During the writing process, Linds himself had revelations about aspects of his life.
“While I was creating a segment for Reverberations about my bar mitzvah,” he shared, “I found myself thinking about what it means for me to be Jewish. I discovered that who I am was formed and shaped because I was born Jewish. I like being Jewish. I’m a part of something pretty special. Come see the play and you will see.”
Some people will also want to come to the show for a touch of nostalgia, as Reverberations features a range of sound technology, from digital recordings to LPs and cassettes, reel-to-reel and 8-track tapes.
Linds came into sound design kind of by accident.
“I had been working as a professional actor for 25 years but, one day during a show, I was backstage with an actor who knew of my love of music and he asked me to design the sound for his play.
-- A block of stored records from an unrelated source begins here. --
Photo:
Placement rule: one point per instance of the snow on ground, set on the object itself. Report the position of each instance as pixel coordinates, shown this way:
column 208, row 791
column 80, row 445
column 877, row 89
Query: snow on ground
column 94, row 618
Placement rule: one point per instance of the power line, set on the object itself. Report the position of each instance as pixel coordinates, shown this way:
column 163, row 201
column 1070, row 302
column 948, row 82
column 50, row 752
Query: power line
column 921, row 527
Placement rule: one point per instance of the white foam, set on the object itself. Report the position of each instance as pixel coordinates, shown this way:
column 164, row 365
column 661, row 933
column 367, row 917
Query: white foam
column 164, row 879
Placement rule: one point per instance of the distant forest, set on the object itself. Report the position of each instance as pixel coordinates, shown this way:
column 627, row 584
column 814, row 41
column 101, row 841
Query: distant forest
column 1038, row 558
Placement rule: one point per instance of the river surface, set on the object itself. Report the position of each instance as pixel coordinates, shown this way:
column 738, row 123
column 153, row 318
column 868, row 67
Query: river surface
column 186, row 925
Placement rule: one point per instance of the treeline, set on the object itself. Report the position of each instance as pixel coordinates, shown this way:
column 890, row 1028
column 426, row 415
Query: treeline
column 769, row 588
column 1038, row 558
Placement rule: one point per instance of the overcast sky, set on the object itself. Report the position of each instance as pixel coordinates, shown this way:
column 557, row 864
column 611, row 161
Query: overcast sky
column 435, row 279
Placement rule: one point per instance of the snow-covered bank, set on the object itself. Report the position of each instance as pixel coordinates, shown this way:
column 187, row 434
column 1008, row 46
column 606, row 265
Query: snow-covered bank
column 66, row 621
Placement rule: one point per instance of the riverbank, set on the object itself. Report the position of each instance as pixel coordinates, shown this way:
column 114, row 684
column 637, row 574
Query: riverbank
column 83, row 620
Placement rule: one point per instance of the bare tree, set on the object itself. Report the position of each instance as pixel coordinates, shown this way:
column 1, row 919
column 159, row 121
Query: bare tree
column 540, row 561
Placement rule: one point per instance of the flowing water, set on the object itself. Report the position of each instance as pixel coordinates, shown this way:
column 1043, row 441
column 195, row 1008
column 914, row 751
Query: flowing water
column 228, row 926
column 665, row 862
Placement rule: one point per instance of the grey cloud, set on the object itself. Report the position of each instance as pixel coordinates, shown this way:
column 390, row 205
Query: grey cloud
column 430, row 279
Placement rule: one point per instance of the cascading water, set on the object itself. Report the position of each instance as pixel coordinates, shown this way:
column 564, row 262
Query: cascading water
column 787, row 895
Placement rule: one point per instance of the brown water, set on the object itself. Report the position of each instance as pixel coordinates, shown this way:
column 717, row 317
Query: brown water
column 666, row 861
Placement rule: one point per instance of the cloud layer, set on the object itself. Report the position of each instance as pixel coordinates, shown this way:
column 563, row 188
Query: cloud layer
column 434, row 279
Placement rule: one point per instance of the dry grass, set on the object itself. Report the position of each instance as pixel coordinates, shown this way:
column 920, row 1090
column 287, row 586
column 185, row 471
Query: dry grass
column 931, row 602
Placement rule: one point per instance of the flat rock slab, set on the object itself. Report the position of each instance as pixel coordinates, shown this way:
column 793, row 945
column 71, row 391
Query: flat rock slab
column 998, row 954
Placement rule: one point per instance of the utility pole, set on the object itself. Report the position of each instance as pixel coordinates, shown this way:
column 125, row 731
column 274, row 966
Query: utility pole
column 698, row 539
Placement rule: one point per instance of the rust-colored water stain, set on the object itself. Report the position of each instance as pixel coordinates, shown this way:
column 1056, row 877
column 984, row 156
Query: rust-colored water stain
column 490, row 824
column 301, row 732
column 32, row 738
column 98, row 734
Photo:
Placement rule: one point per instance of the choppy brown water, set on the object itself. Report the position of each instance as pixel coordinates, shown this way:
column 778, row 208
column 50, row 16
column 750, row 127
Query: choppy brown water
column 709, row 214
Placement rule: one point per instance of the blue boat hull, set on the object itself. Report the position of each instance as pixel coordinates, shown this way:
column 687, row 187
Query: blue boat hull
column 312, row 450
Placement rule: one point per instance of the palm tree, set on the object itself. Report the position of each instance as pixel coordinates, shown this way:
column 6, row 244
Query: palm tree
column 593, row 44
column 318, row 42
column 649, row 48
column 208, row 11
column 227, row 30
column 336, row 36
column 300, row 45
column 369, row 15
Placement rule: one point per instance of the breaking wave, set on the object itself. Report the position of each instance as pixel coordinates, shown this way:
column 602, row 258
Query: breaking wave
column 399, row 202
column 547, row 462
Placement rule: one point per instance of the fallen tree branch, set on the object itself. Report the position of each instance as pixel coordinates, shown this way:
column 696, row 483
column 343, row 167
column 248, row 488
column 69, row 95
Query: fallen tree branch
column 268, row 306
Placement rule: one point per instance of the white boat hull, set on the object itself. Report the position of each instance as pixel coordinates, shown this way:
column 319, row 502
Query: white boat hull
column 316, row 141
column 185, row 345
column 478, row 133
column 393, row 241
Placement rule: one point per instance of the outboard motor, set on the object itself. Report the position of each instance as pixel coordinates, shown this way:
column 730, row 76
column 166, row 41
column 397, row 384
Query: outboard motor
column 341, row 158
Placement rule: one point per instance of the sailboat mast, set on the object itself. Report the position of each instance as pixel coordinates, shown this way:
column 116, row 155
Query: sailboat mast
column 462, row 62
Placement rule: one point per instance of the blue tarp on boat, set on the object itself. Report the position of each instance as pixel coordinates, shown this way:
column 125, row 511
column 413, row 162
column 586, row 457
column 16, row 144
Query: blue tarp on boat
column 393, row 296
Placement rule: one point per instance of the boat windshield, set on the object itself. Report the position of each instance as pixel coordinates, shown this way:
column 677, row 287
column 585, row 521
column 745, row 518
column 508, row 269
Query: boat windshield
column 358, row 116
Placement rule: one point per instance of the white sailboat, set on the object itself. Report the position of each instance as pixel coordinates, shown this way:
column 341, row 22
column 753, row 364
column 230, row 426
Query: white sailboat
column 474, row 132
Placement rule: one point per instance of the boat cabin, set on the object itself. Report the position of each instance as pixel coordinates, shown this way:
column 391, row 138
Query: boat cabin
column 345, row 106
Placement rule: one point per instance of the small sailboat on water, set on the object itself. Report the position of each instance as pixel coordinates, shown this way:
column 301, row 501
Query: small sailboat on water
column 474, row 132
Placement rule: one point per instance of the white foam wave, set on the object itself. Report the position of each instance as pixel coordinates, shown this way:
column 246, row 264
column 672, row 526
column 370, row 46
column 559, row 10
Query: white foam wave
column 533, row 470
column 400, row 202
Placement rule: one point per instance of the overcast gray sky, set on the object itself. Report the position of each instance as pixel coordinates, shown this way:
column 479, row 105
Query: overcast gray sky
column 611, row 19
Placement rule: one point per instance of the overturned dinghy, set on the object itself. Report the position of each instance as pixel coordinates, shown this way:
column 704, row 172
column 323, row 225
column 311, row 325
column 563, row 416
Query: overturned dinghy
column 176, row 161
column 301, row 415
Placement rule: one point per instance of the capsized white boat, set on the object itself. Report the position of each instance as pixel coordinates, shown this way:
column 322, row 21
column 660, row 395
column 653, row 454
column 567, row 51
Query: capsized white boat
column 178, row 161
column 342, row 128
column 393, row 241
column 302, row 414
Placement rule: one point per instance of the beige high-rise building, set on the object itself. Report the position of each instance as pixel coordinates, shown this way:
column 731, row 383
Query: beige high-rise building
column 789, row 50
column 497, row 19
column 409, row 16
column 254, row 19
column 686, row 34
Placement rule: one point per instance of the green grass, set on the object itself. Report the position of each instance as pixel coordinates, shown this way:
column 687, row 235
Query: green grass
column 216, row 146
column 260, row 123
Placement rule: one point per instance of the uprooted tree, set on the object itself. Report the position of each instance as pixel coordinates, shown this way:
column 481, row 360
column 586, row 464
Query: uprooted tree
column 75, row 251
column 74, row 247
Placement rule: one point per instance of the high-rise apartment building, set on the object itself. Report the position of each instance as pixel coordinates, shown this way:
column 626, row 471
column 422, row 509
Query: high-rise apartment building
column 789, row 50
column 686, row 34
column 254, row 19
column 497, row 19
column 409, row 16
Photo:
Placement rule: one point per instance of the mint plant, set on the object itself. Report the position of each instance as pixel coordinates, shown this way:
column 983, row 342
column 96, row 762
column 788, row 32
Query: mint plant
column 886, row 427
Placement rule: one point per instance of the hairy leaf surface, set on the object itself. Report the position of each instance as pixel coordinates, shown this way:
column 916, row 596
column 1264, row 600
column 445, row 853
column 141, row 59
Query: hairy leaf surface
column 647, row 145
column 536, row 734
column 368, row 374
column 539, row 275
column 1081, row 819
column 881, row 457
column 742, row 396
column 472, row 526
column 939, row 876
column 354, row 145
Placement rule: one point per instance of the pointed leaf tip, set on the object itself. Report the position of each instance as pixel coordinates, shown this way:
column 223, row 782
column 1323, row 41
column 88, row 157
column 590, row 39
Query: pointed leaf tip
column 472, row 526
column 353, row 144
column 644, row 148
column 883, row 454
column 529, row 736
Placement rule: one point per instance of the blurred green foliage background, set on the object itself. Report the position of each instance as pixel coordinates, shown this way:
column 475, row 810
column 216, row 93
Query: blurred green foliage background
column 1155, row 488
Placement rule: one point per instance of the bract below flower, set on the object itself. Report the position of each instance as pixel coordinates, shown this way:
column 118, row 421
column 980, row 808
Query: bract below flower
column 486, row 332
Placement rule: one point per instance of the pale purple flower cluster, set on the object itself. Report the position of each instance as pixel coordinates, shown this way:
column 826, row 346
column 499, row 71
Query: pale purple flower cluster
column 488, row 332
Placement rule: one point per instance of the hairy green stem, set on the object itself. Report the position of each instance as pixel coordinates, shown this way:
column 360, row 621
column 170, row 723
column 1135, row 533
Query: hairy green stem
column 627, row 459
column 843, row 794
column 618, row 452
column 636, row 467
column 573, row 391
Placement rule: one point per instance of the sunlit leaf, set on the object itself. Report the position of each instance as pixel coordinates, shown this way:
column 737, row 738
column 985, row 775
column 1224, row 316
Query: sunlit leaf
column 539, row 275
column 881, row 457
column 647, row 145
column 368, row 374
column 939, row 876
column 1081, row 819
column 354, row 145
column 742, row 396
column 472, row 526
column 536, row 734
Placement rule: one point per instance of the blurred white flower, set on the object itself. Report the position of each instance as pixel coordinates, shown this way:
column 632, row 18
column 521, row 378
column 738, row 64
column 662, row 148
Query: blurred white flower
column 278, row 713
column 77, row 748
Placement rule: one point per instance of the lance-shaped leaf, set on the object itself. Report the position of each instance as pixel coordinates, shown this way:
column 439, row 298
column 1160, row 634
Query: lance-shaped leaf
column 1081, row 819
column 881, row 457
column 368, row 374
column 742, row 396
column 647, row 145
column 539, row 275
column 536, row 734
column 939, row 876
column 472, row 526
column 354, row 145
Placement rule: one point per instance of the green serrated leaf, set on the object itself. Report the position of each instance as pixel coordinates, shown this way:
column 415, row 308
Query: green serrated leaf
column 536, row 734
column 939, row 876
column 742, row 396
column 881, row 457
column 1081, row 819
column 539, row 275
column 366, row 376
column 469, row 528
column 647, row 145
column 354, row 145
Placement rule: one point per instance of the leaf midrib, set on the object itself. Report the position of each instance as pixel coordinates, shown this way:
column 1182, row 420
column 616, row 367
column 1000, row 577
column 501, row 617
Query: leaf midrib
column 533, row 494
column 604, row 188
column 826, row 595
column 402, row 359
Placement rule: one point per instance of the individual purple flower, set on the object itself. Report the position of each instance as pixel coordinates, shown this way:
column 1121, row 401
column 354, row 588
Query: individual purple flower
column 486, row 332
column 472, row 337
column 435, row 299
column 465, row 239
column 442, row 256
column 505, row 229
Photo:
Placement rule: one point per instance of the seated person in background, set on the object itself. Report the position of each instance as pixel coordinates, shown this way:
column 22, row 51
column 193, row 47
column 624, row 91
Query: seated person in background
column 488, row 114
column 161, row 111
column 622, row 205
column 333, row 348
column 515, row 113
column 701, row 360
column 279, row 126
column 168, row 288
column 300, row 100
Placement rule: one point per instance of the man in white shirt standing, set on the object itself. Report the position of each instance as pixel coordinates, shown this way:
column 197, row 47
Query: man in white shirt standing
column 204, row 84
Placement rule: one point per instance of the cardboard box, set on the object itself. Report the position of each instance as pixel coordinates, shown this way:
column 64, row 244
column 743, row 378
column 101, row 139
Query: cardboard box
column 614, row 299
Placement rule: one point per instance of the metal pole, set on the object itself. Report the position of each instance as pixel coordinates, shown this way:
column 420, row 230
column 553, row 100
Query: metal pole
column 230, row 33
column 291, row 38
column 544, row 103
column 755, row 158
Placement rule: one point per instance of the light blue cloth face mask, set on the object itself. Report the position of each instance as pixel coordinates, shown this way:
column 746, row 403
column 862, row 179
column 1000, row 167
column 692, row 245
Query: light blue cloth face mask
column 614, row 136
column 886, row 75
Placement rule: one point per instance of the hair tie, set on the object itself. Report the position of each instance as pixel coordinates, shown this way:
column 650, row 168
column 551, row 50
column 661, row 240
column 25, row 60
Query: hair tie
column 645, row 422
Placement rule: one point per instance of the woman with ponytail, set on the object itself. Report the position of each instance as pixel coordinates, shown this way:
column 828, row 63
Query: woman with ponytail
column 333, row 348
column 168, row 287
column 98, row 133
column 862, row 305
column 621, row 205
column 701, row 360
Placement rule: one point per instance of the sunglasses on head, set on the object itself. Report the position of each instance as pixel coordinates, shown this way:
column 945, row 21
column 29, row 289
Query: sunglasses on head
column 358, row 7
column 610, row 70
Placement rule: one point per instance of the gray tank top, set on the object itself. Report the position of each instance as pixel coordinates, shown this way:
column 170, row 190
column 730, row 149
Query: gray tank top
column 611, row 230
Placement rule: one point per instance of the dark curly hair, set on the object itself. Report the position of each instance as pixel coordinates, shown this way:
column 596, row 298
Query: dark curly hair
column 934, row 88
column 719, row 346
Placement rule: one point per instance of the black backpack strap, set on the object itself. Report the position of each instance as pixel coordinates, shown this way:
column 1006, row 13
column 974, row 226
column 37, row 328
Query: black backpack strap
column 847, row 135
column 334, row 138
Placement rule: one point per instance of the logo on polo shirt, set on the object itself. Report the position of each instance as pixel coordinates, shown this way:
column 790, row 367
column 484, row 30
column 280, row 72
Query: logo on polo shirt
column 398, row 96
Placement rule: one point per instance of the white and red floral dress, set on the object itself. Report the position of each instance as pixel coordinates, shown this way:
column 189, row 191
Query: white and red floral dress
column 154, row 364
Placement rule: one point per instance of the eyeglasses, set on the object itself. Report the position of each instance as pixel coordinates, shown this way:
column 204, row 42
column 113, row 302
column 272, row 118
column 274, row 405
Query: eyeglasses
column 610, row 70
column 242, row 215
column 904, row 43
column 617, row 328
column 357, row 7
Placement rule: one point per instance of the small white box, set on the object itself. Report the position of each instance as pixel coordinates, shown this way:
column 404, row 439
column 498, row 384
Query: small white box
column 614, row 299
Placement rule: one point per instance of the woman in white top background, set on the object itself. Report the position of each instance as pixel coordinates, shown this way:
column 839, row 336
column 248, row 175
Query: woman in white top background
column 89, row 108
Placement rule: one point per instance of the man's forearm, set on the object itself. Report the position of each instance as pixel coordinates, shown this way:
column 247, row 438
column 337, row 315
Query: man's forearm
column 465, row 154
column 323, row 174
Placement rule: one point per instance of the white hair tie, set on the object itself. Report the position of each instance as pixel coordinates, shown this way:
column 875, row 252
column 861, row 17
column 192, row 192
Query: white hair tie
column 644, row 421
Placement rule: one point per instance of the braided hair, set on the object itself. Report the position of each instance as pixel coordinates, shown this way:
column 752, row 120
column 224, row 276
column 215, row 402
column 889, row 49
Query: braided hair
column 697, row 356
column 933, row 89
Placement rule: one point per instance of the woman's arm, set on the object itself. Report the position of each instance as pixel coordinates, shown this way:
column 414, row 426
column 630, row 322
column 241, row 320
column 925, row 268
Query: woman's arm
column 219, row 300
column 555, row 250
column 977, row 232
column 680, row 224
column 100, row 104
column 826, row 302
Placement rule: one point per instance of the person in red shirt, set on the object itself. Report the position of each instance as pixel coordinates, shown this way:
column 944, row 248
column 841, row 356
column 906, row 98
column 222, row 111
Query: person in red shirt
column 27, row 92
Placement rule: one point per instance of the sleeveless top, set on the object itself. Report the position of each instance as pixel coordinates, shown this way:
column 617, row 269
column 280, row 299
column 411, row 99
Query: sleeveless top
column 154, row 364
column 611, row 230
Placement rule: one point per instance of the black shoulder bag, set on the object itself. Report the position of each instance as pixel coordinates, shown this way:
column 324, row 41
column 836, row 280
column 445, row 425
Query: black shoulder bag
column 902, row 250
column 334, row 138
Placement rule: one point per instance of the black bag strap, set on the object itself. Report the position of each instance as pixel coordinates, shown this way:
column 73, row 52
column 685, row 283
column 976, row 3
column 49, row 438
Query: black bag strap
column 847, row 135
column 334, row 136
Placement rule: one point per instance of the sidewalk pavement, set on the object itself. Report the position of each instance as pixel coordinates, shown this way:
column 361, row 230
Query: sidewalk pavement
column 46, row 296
It came very naturally to me and I haven’t stopped for 15 years,” he said.
“My favourite part of working on sound is that it gives me a chance to be on the other side of the footlights and work with directors in a completely different way. I love working with directors who collaborate and show me new ways to use my talent.”
The production at Presentation House Theatre is directed by Mindy Parfitt and is performed by Linds, Nicola Lipman, Victor Mariano and Jan Wood. Set and costume designer is Catherine Hahn, lighting designer John Webber and stage manager Heidi Quick.